Fadiman was a prime example of the "witty intellectual" type popular on television in the 1950s. John Charles Daly, Bennett Cerf, George S. Kaufman, Alexander King, and a number of other television celebrities personified, along with Fadiman, the highly educated, elegant, patrician raconteurs and pundits regarded by TV executives of that era as appealing to the upper-class owners of expensive early TV sets.
His longest-lasting TV program was This Is Show Business, which ran on CBS from July 15, 1949 to March 9, 1954. Called This Is Broadway during the first four months of its run, the show mixed song, dance, and other musical entertainment, with information. Host Fadiman, celebrity guest panelists, and regular raconteurs/intellectuals Kaufman, Abe Burrows, and Sam Levenson commented on the musical performers and chatted with them. In late September 1951, This Is Show Business became the first regular CBS Television series to be broadcast live from coast-to-coast. The continuing need in 1950s TV for summer series to replace live variety shows, likewise brought this show back in 1956 for a 12-week period (June 26-September 11). Fadiman and Burrows returned along with new panelists Walter Slezak and actress Jacqueline Susann, the future author of Valley of the Dolls. Susann's husband, TV executive Irving Mansfield, produced the 1956 revival for NBC Television.
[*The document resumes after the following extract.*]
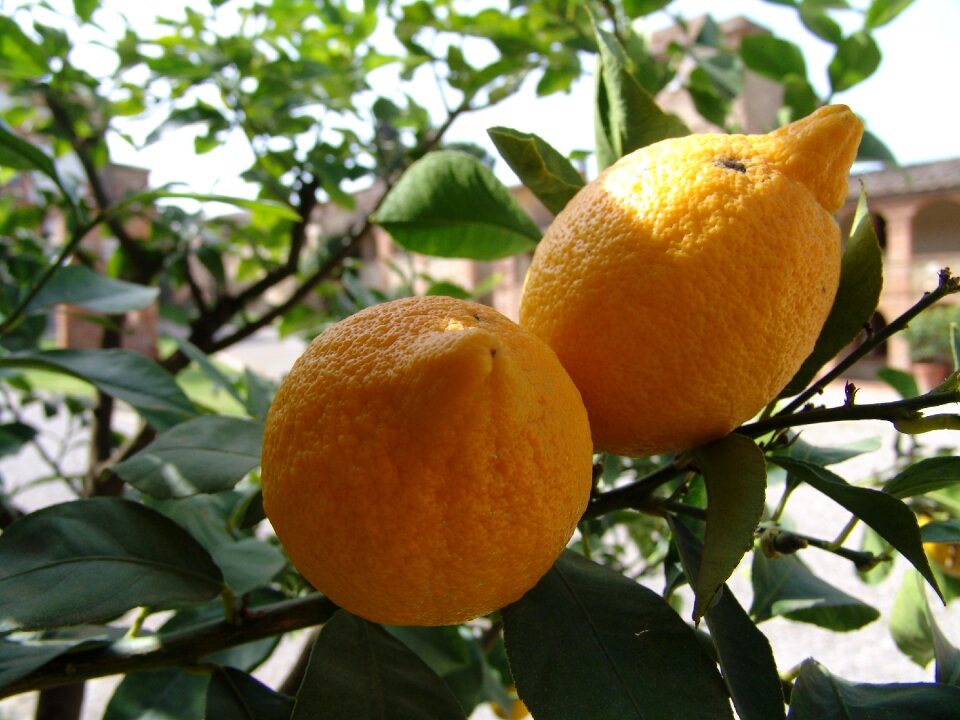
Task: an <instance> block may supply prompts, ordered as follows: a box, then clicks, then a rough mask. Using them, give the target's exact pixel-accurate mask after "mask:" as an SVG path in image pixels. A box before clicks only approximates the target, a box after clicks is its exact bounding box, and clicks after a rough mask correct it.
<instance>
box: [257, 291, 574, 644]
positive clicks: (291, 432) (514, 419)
mask: <svg viewBox="0 0 960 720" xmlns="http://www.w3.org/2000/svg"><path fill="white" fill-rule="evenodd" d="M591 470H592V443H591V439H590V429H589V424H588V421H587V415H586V411H585V409H584V407H583V403H582V401H581V399H580V394H579V393H578V391H577V389H576V387H575V386H574V384H573V382H572V381H571V380H570V378H569V376H568V375H567V373H566V372H565V371H564V369H563V367H562V366H561V365H560V363H559V361H558V360H557V358H556V355H554V353H553V351H552V350H550V348H549V347H547V346H546V344H544V343H543V342H542V341H541V340H540V339H539V338H537V337H535V336H534V335H532V334H531V333H529V332H527V331H526V330H523V329H522V328H520V327H519V326H518V325H516V324H515V323H513V322H512V321H510V320H508V319H507V318H505V317H504V316H502V315H500V314H499V313H497V312H496V311H495V310H493V309H491V308H489V307H486V306H483V305H479V304H477V303H471V302H464V301H462V300H455V299H452V298H447V297H420V298H406V299H403V300H397V301H394V302H389V303H384V304H381V305H377V306H374V307H371V308H367V309H366V310H363V311H361V312H359V313H357V314H355V315H353V316H351V317H349V318H347V319H346V320H343V321H342V322H339V323H337V324H335V325H333V326H331V327H330V328H328V329H327V330H325V331H324V332H323V333H322V334H321V335H320V336H318V337H317V338H316V339H315V340H314V341H313V342H312V343H311V344H310V346H309V347H308V348H307V350H306V351H305V352H304V354H303V356H302V357H301V358H300V359H299V360H298V361H297V362H296V363H295V364H294V366H293V369H292V370H291V371H290V374H289V375H288V376H287V377H286V379H285V380H284V382H283V383H282V384H281V386H280V388H279V391H278V392H277V395H276V398H275V399H274V401H273V404H272V406H271V408H270V412H269V415H268V417H267V421H266V428H265V431H264V438H263V456H262V483H263V502H264V509H265V510H266V514H267V517H268V518H269V519H270V521H271V523H272V524H273V527H274V529H275V530H276V533H277V536H278V537H279V538H280V540H281V542H282V543H283V545H284V547H285V549H286V551H287V554H288V556H289V558H290V560H291V562H292V563H293V564H294V566H295V567H296V568H297V569H298V570H299V571H300V572H301V573H302V574H303V575H304V577H306V579H307V580H309V581H310V582H311V583H312V584H313V585H314V586H315V587H316V588H317V590H319V591H320V592H323V593H325V594H326V595H328V596H329V597H330V599H332V600H333V601H334V602H335V603H337V604H338V605H340V606H341V607H343V608H345V609H346V610H349V611H350V612H353V613H355V614H357V615H360V616H362V617H364V618H367V619H368V620H371V621H374V622H380V623H387V624H393V625H442V624H452V623H457V622H462V621H465V620H469V619H472V618H475V617H478V616H480V615H484V614H486V613H489V612H491V611H493V610H496V609H498V608H501V607H503V606H504V605H507V604H509V603H510V602H513V601H514V600H517V599H519V598H520V597H521V596H522V595H523V594H524V593H525V592H526V591H527V590H528V589H530V588H531V587H532V586H533V585H534V584H536V582H537V581H538V580H539V579H540V578H541V577H542V576H543V575H544V574H545V573H546V572H547V570H548V569H549V568H550V566H551V565H552V564H553V562H554V560H555V559H556V558H557V556H558V555H559V554H560V553H561V552H562V550H563V548H564V547H565V545H566V543H567V542H568V540H569V539H570V537H571V535H572V533H573V531H574V529H575V527H576V524H577V521H578V520H579V518H580V515H581V514H582V513H583V510H584V509H585V507H586V504H587V500H588V498H589V494H590V487H591Z"/></svg>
Fadiman was also the last master of ceremonies to host the ABC-TV game show The Name's the Same. After the departure of original host Robert Q. Lewis. who had presided for three years, producers Mark Goodson and Bill Todman hired different hosts for the final 39-episode cycle: Dennis James for 18 weeks, then Bob and Ray for 10 weeks, and then Fadiman for the remaining 11 weeks. The series, broadcast live, featured namesakes of celebrities and other "famous names". On August 16, 1955, when a woman contestant was discovered to be "Hope Diamond," Fadiman personally orchestrated an astounding surprise: he arranged for the real 45 carats (9.0 g) Hope Diamond to be displayed to the amazed panelists and the national television audience. Such was Fadiman's reputation that the priceless jewel was entrusted to him.
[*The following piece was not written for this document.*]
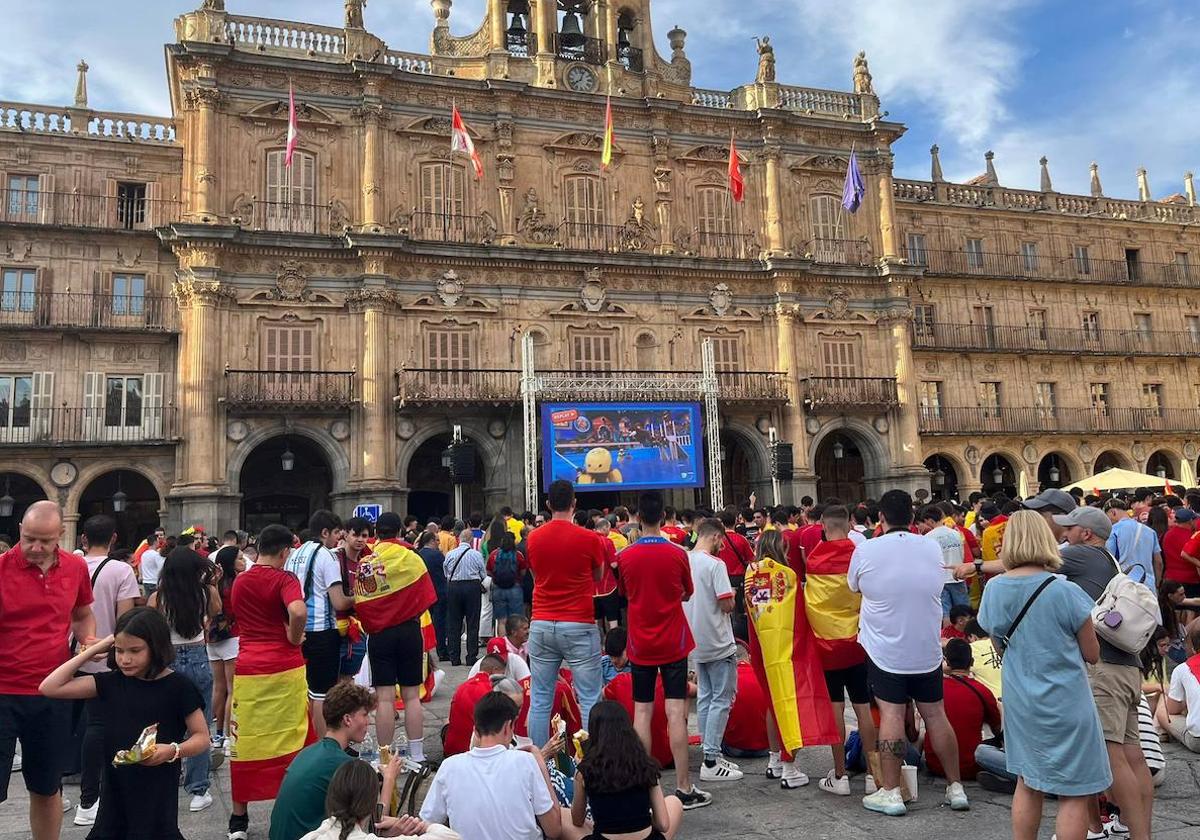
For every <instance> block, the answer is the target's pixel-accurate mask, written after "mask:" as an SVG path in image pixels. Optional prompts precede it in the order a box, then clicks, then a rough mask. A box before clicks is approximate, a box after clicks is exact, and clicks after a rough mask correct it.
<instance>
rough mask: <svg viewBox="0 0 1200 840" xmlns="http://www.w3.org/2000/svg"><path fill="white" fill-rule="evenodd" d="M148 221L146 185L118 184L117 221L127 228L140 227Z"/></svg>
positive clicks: (138, 184) (117, 200) (125, 182)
Fadiman filled in for What's My Line? host John Charles Daly for two weeks in 1958 when Daly was on assignment in Tokyo.
Fadiman's first marriage was to Pauline Elizabeth Rush, with whom he had a son, Jonathan Rush.
His second marriage was to Annalee Jacoby (Annalee Whitmore Jacoby), aka Annalee Fadiman, an author, screenwriter for MGM and World War II foreign correspondent for Time and Life, who later used the name Annalee Jacoby Fadiman. Annalee was the co-author, with Theodore H. White of the famous book Thunder Out of China (1946). Clifton and Annalee had a son, Kim Fadiman, and a daughter, editor Anne Fadiman. On 5 February 2002, Annalee committed suicide in Captiva, Florida, aged 85, after a long battle with breast cancer and Parkinson's disease.
Clifton Fadiman died on June 20, 1999 of pancreatic cancer on Sanibel Island, Florida at the age of 95. In the year of his death, Fadiman's Lifetime Reading Plan came back into print as The New Lifetime Reading Plan.